Analisis Geopolitik dan Peran Ulama
Keterlibatan ulama dalam misi diplomasi bukan fenomena baru, tetapi menjadi sangat penting dalam konteks hubungan Indonesia-Iran. Pertama, hubungan historis kedua negara seringkali dijalin melalui simpul-simpul keagamaan dan intelektual, bukan sekadar melalui jalur perdagangan atau politik formal. Kedua, menjelang transisi kekuasaan di Iran, Indonesia tampaknya ingin menempatkan diri sebagai mitra dialog yang netral dan konstruktif.

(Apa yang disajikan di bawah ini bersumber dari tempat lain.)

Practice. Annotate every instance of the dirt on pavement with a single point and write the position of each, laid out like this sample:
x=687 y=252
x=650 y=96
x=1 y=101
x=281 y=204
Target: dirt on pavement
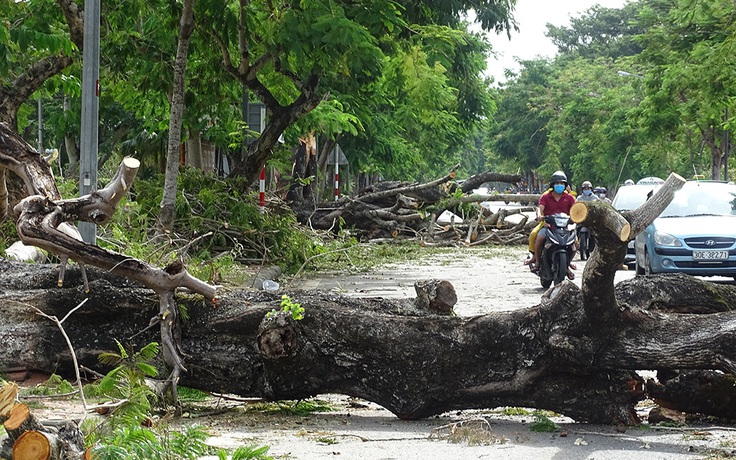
x=486 y=280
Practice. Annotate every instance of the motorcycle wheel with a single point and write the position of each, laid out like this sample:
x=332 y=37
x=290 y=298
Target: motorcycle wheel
x=546 y=282
x=561 y=271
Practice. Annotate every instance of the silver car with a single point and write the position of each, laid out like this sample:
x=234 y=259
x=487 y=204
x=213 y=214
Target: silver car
x=695 y=234
x=628 y=198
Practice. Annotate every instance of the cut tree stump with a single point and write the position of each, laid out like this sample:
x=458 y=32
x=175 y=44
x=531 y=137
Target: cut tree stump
x=28 y=438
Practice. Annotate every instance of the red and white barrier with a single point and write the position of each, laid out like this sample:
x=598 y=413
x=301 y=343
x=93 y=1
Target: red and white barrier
x=337 y=178
x=262 y=190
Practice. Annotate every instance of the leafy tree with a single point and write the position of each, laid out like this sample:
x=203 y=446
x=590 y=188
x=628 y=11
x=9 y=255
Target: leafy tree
x=599 y=32
x=294 y=56
x=520 y=129
x=688 y=46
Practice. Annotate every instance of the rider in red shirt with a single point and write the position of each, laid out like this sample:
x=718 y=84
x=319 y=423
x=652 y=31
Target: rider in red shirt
x=555 y=201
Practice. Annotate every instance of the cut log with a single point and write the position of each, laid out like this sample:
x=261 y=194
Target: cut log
x=20 y=421
x=437 y=296
x=8 y=399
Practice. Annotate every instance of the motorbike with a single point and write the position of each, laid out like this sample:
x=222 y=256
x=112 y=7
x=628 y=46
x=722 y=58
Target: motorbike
x=558 y=249
x=586 y=242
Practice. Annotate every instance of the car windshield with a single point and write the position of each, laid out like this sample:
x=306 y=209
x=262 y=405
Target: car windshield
x=632 y=196
x=702 y=199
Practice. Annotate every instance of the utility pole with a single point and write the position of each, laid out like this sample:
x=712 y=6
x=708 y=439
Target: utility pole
x=90 y=111
x=40 y=127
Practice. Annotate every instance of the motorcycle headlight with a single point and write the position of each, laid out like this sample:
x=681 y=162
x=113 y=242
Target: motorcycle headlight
x=665 y=239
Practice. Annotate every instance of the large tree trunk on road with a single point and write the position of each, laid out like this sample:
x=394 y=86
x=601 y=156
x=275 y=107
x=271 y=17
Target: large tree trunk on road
x=414 y=363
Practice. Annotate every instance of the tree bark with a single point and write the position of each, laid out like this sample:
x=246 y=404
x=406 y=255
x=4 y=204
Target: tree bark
x=27 y=437
x=413 y=362
x=167 y=211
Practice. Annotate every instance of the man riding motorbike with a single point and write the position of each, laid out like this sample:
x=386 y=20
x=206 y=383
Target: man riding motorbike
x=586 y=241
x=557 y=200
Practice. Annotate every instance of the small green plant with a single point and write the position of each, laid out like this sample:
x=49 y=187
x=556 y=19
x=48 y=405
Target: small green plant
x=298 y=408
x=127 y=384
x=326 y=440
x=135 y=441
x=515 y=411
x=542 y=424
x=288 y=306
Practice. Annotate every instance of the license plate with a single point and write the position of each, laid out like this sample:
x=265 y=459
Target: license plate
x=710 y=255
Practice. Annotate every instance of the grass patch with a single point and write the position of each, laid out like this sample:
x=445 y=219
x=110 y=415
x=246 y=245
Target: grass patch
x=543 y=424
x=297 y=408
x=476 y=432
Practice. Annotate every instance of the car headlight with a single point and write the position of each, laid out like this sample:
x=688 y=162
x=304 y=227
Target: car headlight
x=665 y=239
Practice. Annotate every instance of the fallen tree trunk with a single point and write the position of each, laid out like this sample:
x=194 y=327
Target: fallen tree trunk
x=395 y=209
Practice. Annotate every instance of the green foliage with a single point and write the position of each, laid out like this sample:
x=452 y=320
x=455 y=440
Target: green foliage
x=218 y=224
x=187 y=394
x=126 y=383
x=54 y=385
x=132 y=441
x=298 y=408
x=8 y=234
x=246 y=453
x=295 y=310
x=542 y=424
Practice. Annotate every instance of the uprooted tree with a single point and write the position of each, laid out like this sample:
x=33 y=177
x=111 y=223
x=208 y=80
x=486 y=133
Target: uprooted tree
x=575 y=353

Dengan membawa ulama, Indonesia menyampaikan pesan bahwa relasi dengan Teheran tidak semata-mata soal minyak atau nuklir, melainkan didasari oleh kedekatan peradaban dan solidaritas sesama negara berkembang yang kerap berseberangan dengan kebijakan unilateral Barat.
| Tujuan Misi | Risiko/Keamanan | Pemain Kunci |
|---|---|---|
| Menghadiri pemakaman kenegaraan | Serangan militer intensif dari Amerika Serikat | Anggota MPR, tokoh ulama |
| Membangun komunikasi antar-ulama | Penundaan jadwal acara karena ancaman keamanan | Pemerintah Iran, penyelenggara pemakaman |
| Perkuat hubungan bilateral Indonesia-Iran | Mobilisasi massa besar yang rawan infiltrasi | Penerus politik Khamenei |
Secara teknis, kehadiran delegasi di lapangan, terutama dengan figur publik seperti ulama, menuntut pengamanan berlapis. "Ini bukan kunjungan kerja biasa; pemakaman dalam situasi konflik memerlukan kesiapan logistik dan keamanan instingtif," ujar analis hubungan internasional yang memonitor operasi diplomatik di kawasan rawan. Indonesia, yang berpengalaman mengirim misi kemanusiaan ke zona konflik, harus memastikan bahwa kehadiran ulama tidak tereksploitasi sebagai alat propaganda atau justru terancam secara fisik. Di lain sisi, Iran yang saat ini dikomando oleh figur pengganti—jika belum sepenuhnya definitif—membutuhkan pengakuan global, dan eksistensi delegasi asing memberikan justifikasi legitimasi politik yang sangat berarti.
Dari sudut pandang domestik Indonesia, langkah ini turut memperlihatkan bagaimana MPR ingin memainkan peran lebih progresif dalam diplomasi parlemen, melampaui tugas-tugas legislatif konvensional. Hubungan antar-parlemen dan antar-ulama menjadi saluran alternatif yang efektif saat komunikasi antar-pemerintah pusat menghadapi kebuntuan akibat sanksi dan embargo internasional. Selain itu, dalam konteks regulasi perjalanan dan keamanan warga negara di luar negeri yang eskalatif, perlindungan terhadap delegasi ulama perlu menjadi perhatian utama, mencakup jalur komunikasi darurat, koordinasi dengan perwakilan RI dan simulasi kontijensi.